The only picture they had of her grandparents. Her twelve-year-old self and eight-year-old Karen outside the shul their families had gone to in the city when they were kids. And her, ten years old, finally being allowed to light that same menorah. Out of the shot, she knew her mom was hovering, a cup of water hidden out of sight just in case.
Everything that made up who she’d been before was shut away in this box. And Lonnie had wanted her to throw all of it away.
Grimly determined, Joyce grabbed the menorah and stood. She marched out of the attic, clutching it in her hand like it was a shield as she descended the stairs. Years’ worth of bitterness and resentment boiled inside her as she pulled back the curtains in the living room and set the menorah on the windowsill.
She rushed to the kitchen, digging through a drawer in a frenzy until she found the candles left over from Will’s eleventh birthday. She grabbed four of them and the box of matches and stormed back to the living room again.

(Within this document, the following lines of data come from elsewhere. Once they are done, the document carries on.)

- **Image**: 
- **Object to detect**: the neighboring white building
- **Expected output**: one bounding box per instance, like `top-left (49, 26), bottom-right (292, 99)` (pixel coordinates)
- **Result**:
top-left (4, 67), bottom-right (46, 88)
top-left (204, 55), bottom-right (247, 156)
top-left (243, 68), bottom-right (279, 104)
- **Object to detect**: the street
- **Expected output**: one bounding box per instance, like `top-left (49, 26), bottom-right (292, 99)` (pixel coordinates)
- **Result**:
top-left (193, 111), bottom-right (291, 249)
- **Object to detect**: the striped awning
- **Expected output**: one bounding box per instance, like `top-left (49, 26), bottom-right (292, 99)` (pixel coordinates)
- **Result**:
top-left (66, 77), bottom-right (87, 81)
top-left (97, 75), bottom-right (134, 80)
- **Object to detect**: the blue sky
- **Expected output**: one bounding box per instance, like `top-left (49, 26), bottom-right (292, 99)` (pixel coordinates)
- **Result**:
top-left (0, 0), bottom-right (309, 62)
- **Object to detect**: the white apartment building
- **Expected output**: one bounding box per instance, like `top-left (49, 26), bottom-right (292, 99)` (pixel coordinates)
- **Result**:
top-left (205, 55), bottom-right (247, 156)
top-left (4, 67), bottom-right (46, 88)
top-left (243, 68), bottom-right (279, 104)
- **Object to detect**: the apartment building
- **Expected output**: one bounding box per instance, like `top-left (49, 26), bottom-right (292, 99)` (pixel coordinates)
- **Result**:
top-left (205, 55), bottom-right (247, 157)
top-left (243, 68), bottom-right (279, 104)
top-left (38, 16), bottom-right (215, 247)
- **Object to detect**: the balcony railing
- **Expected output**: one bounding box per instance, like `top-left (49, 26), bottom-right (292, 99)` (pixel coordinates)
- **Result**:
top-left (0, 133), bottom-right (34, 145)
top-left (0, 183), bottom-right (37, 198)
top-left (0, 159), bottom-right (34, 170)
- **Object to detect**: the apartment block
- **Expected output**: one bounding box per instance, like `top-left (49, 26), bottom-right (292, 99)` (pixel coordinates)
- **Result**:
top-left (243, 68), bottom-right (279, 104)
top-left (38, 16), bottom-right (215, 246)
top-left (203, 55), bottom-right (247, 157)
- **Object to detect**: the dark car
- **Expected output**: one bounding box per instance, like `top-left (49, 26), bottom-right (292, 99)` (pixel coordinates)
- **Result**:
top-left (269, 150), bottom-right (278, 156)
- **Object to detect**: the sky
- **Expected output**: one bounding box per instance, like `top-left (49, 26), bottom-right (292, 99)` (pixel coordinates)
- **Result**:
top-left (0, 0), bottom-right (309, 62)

The candles were a cheap store brand, wider than most. Just big enough to fit in the menorah without tipping over and burning the place down. She lit all four of them with her lighter, feeling like pressure was releasing from her chest when she saw those four lights glimmering in front of the window.
She hadn’t done it right. Hadn’t used the shamash, hadn’t said the prayers, and she was pretty sure it wasn’t even the third night. But right now, she didn’t care. It wasn’t like anyone in Hawkins other than Karen Wheeler would know the difference. Joyce could focus on doing it right tomorrow. For tonight, all she wanted was to be Jewish again, somewhere the rest of the world could see.